Letta (formerly MemGPT) is an open-source stateful agent framework where the agent itself manages its working memory through tool calls. It originated in the MemGPT paper from Berkeley in 2023, which framed an LLM as a process running on a memory-constrained operating system, and was rebranded Letta as the project grew into a general-purpose agent framework with persistence as a default rather than an afterthought.

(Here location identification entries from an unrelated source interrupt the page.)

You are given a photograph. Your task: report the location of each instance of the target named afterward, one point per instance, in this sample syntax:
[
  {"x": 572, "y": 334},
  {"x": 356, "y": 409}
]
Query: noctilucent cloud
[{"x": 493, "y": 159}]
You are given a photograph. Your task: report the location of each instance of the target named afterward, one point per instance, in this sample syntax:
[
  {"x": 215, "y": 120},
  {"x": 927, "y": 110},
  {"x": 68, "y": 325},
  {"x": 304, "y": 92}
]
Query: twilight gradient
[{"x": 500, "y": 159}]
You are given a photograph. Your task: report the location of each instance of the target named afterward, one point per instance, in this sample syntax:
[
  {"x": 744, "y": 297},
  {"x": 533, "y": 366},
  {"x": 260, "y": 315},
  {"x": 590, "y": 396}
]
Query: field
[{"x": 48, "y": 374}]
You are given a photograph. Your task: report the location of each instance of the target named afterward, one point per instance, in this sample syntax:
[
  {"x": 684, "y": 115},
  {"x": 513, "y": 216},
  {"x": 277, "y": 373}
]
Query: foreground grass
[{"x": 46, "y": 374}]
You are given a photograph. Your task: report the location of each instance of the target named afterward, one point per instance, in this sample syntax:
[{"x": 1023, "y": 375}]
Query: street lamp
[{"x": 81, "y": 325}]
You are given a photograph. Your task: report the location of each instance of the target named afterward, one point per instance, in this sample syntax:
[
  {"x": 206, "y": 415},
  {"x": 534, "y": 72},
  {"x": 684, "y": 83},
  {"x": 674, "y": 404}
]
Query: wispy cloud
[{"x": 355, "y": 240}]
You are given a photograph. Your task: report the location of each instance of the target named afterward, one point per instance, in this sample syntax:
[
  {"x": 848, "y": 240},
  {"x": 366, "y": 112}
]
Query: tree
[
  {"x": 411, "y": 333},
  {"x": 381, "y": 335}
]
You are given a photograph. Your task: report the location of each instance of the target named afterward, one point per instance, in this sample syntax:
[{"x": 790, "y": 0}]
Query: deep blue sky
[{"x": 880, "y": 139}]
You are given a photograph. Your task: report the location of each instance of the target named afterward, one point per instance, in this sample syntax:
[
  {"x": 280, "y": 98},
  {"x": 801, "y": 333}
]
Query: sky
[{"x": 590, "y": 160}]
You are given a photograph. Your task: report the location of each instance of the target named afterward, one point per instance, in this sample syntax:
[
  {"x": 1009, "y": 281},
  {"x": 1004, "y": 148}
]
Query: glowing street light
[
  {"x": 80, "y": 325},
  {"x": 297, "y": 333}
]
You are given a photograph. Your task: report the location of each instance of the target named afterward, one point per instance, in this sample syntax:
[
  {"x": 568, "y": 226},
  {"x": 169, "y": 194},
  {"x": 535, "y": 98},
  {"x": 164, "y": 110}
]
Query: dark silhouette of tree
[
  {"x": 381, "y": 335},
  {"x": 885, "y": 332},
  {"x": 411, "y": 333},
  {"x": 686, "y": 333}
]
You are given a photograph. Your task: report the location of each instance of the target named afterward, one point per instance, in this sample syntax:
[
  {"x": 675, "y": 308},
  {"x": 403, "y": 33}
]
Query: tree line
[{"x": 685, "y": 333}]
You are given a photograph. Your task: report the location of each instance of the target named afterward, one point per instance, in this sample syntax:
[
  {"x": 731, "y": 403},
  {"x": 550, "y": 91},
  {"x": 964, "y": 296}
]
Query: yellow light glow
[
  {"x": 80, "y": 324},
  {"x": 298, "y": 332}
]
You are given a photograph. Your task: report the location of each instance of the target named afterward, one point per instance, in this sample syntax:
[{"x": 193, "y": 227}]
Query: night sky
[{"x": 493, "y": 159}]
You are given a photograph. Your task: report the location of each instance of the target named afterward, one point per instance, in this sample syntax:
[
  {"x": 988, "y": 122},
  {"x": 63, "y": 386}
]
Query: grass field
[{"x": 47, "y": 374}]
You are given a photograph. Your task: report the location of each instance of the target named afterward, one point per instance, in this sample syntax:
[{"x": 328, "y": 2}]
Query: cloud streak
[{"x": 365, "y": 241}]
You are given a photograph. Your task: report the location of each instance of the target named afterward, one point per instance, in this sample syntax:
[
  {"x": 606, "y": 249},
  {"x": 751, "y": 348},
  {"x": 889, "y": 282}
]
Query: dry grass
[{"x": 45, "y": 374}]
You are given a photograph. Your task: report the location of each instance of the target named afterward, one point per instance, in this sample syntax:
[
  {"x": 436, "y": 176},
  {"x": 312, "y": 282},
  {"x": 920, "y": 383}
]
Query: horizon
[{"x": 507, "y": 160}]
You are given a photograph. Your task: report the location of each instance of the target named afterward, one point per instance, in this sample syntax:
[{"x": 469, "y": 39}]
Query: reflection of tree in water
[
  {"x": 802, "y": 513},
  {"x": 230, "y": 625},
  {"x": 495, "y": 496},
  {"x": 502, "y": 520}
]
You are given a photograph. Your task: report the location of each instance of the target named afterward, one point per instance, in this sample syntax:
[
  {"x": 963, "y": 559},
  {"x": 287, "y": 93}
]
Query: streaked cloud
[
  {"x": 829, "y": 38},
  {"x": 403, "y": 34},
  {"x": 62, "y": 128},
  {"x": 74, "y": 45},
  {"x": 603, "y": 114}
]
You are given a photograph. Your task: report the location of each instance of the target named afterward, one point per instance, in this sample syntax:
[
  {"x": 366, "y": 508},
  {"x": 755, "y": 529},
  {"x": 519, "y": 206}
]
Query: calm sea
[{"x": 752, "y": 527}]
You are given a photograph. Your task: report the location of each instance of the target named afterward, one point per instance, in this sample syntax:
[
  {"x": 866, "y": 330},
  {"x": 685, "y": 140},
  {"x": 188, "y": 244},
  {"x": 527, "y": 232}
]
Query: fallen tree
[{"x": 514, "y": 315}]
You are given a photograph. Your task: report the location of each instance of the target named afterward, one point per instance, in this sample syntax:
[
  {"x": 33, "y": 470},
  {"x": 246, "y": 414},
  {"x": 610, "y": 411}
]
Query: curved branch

The shorter way to say it: most agent frameworks ship orchestration and let you bolt memory on. Letta ships memory and lets you bolt orchestration on. If your problem is "this agent has to remember things across sessions and decide what's worth remembering," Letta is opinionated about how that should work. If your problem is "this pipeline needs three retrieval calls in a graph," you probably want something else.

Tip

Letta's central trick is putting the model in charge of memory hygiene — it decides what's worth remembering, what to summarize, and what to archive, all via tool calls inside its normal loop.

Key takeaways

Letta is an open-source agent framework with persistence baked in; the agent manages its own memory via tool use, not via an external retrieval pipeline.
The memory model is OS-inspired: main context (working memory the model sees every turn), recall storage (recent message history searchable on demand), archival storage (long-term searchable knowledge).
The load-bearing primitive is the memory block — a labeled, persistent string the agent edits with core_memory_append and core_memory_replace.
Conventional blocks are human (what the agent knows about the user) and persona (the agent's self-description); custom blocks are common for task and project state.
Letta beats vector-only RAG when memory has to evolve — write, rewrite, consolidate — not just be retrieved.
The cost is real: more tokens per turn and slower loops, because the agent spends some of its reasoning budget on memory housekeeping.
The framework is the wrong tool for stateless single-turn pipelines and prototypes; the right tool for long-running personal-assistant agents and multi-session products.

What Letta is

Letta is a Python framework for building stateful agents. The agent runs as a service: state is persisted in a database by default, so an agent's memory survives process restarts, machine moves, and time off. You instantiate an agent with a model, a set of tools, and an initial set of memory blocks. From that point on, the agent is addressable — you send it a message, it loops, it responds, and any memory it edited along the way is durable.

That persistence-by-default posture is the part that distinguishes Letta from frameworks where state is something you manage yourself. In a typical LangGraph or LangChain pipeline, "memory" is whatever you choose to read and write at each step; if you forget to write, nothing is remembered. In Letta, the agent has a memory and the model has tools to edit it. Forgetting to remember requires actively not calling the tools.

The framework descends from the MemGPT paper, which proposed an OS analogy for managing an LLM's limited context: treat the context window as RAM, give the model tools to page information in and out, and let the model itself decide what's worth keeping hot. The rebrand to Letta reflected the project broadening into a general agent framework rather than only an implementation of that one paper's idea.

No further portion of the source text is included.